Once again, average citizens are paying the price for a Republican-led legislature that wants to cut all taxes, even the good and sensible ones ... not that there are any good ones according to the Republicans. Well, except for the little ones on good and services they slipped into the budget so they could cut income taxes on the wealthy and also on big business.
And some middle-class taxpayers are finding the cuts promised aren’t translating into much benefit for them as they pay their income taxes this year.
But back to the loss of those privilege taxes. The funny thing about that was that Gov. Pat McCrory, who seems next to invisible to his GOP mates in the General Assembly, said he and lawmakers would help cities find a replacement for the privilege tax money.
“We’re interested in figuring out how to make up that revenue and how to give you more options at the city and county level,” McCrory told a meeting of the North Carolina League of Municipalities last December. He said the Finance Committee chairmen in the House and Senate had agreed to provide such options.
Time running out
But they haven’t kept that promise, and McFarlane isn’t optimistic they will. This is where GOP tax-cutting rhetoric goes off the deep end. They cut a tax crucial to cities, then do a kind of “Oops” and say they’ll help make it up, when they could have just left it alone in the first place.

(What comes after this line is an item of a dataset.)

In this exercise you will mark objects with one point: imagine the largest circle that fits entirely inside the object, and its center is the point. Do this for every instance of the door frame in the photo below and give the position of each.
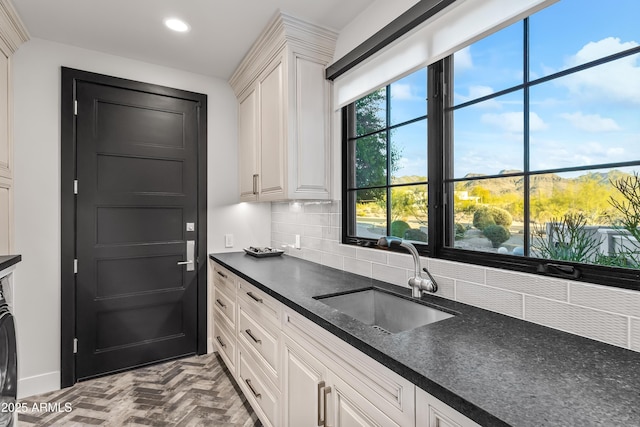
(68, 174)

“We’re still hoping that the General Assembly will make good on their promise to find a way to fill the void left in our and other cities’ budgets, but time is running out. We don’t really see a solution coming,” McFarlane said Monday.
The mayor’s address, and this is a credit to her, was not just critical of the problems created by the governor and the General Assembly, nor was it a coming-up-roses review of the city’s accomplishments.
The mayor rightly, for example, said that while growth is good for the most part, it can make things harder on poor people and those of lower-middle-class incomes. Affordable housing is one of the mayor’s priorities, and she’s right. There are all sorts of expensive condos going up in town, but not much to help low-income people find good, sound housing in which to raise their families. The city council is going to have to address that with developers.
McFarlane’s had more hits than misses this year, with the Dorothea Dix property deal for a city park a highlight. But she’s right to want more: “As great as Raleigh is,” she said, “I believe in better.”